Ma ora che quel problema è risolto, ecco che il dilemma si è spostato altrove, diventando probabilmente il vero fulcro della crisi di Canale 5: il preserale.

Lo strapotere di Rai Uno. E come ci si è arrivati

Da anni Rai 1 si gode il dominio di fascia, con la supremazia che si è trasformata via via in strapotere, grazie ad un distacco che è arrivato a toccare addirittura i dieci punti percentuali di share.

La tendenza pare irreversibile e poggia su un lavoro messo in campo tempo addietro e portato avanti con costanza, pazienza ed intelligenza. Sì perché se in televisione le rotazioni sono spesso salvifiche per impedire un rischiosissimo effetto ‘rigetto’, dall’altra parte è fondamentale e inevitabile un ordine di programmazione che consenta agli spettatori di trovare una certa pietanza ad una determinata ora.

La tv di Stato, in questo senso, non rinuncia al turnover. Lo applica da giugno ad ottobre (a volte anche oltre) attuando da decenni il passaggio di testimone tra “L’Eredità” e “Reazione a Catena”. Due offerte chiare, stabili, puntuali, riconosciute dal pubblico e capaci di generare un’identità con la stagione televisiva.

A Mediaset, invece…

A Mediaset invece? Il ritornello è decisamente differente. Anzi, il ritornello proprio non c’è. Si procede in maniera improvvisata, a tentoni, senza una logica e soprattutto senza una connessione con chi è a casa, impossibilitato a stare dietro a certe schizofrenie.

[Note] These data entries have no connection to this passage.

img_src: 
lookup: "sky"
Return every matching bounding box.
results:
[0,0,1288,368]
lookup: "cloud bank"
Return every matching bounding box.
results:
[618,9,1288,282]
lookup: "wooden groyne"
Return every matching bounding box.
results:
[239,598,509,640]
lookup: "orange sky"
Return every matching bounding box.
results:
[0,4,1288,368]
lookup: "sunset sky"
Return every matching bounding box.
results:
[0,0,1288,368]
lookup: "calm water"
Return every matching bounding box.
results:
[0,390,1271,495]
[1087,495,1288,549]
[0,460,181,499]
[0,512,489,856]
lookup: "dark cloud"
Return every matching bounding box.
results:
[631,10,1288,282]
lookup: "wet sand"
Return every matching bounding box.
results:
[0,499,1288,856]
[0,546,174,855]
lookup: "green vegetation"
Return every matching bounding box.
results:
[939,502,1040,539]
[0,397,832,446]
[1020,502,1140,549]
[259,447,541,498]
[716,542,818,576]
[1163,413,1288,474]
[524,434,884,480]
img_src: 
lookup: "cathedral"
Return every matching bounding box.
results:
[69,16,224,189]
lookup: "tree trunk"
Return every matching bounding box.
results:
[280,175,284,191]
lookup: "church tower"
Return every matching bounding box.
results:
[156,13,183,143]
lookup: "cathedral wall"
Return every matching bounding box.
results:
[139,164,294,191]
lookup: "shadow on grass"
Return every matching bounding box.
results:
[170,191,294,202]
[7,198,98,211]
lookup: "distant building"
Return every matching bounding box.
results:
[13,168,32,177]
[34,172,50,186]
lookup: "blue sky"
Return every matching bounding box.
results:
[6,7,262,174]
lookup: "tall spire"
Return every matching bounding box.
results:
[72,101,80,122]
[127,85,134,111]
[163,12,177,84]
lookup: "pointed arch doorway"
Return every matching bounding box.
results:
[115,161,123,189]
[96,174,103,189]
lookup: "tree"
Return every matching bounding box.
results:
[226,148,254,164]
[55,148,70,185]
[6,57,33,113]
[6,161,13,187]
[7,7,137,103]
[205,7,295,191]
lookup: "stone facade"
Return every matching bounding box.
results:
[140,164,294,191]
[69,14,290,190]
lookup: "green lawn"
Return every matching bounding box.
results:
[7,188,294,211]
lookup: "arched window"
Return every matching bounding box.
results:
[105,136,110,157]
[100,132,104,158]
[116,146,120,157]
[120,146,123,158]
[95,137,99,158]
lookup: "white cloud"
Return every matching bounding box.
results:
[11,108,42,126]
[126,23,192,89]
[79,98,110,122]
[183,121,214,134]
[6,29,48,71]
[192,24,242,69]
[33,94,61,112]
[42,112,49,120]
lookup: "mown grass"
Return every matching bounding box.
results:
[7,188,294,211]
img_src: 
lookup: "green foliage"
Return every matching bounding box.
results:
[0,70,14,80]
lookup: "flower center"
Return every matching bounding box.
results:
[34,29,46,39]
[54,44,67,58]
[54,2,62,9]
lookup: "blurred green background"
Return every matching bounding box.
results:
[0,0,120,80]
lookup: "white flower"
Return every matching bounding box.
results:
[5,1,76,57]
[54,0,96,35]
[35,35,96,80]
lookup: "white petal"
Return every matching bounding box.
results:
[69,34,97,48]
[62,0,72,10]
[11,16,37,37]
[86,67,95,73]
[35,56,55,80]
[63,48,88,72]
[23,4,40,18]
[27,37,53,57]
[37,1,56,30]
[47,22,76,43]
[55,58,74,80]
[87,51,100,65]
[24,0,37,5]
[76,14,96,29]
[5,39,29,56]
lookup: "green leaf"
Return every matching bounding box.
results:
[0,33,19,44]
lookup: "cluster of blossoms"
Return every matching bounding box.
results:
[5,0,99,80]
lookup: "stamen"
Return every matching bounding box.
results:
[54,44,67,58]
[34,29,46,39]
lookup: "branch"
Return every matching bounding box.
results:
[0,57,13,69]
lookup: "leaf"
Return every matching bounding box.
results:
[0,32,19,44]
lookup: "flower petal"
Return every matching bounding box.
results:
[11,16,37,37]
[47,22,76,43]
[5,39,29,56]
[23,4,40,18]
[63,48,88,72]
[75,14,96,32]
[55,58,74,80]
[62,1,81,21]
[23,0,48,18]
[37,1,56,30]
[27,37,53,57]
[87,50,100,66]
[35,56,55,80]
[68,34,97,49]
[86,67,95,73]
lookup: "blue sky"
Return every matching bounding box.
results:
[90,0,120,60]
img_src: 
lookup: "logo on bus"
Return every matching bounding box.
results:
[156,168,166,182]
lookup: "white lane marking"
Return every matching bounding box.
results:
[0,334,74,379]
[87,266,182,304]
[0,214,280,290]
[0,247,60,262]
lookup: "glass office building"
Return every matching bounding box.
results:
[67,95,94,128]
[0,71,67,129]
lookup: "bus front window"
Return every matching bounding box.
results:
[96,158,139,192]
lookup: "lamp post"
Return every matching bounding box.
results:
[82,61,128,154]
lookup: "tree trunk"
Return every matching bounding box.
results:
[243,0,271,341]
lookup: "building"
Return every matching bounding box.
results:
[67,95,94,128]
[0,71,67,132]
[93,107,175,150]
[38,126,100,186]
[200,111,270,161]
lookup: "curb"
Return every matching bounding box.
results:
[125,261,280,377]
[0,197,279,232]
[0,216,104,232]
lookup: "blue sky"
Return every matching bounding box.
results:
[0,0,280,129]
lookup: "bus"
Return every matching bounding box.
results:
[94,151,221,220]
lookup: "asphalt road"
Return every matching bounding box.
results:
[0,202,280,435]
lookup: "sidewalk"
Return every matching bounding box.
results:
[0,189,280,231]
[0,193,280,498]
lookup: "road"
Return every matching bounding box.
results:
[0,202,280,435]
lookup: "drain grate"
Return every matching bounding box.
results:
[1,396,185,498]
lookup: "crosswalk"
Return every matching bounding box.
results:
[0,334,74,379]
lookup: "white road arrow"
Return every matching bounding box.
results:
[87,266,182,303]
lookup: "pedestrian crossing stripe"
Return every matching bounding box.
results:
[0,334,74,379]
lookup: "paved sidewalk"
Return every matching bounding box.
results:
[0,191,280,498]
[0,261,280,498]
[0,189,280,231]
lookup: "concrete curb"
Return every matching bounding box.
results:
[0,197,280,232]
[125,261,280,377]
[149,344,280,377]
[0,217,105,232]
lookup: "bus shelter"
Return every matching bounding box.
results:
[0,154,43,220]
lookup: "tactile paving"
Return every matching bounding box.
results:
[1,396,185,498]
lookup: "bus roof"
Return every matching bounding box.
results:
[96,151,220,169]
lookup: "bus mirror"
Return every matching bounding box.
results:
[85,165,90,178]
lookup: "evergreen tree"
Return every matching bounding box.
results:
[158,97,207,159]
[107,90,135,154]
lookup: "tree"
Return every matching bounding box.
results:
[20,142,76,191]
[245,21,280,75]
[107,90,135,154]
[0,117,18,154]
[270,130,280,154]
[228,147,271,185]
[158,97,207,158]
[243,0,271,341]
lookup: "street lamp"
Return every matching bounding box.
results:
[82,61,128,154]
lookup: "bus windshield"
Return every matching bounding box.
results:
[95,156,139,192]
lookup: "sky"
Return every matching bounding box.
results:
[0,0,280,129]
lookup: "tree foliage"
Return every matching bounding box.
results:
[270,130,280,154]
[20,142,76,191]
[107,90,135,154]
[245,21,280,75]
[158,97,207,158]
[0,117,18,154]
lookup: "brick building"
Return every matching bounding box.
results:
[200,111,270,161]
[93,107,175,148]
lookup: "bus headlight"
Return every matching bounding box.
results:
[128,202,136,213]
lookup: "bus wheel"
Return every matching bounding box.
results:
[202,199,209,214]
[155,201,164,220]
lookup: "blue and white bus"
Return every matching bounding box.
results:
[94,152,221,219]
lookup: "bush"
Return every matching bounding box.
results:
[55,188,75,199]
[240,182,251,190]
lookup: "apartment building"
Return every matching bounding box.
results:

Nella stagione 2025-2026, come detto, Rai 1 ha schierato solo due titoli. Sul fronte opposto abbiamo invece avuto “Sarabanda”, “Avanti un altro”, la nuova edizione di “Caduta Libera” con Max Giusti, di nuovo “Avanti un altro” e, a breve, sempre con Max Giusti, dovrebbe prendere il via “The Wall”.

Due programmi contro quattro, con l’aggiunta di un altro dettaglio non marginale riguardante il gioco di Paolo Bonolis che ha ospitato sia gli episodi della quindicesima edizione che quelli inediti registrati nel 2023 e mai visti. Questi, tra l’altro, sono tornati in onda da una settimana senza il benché minimo preavviso, riconoscibili solo per via di scenografie e cast ormai superati. Senza contare che nel weekend Mediaset opta per un ulteriore salto all’indietro, mediante l’innesto di “Avanti un altro Story”, che pesca da vecchie puntate, ma stavolta già trasmesse.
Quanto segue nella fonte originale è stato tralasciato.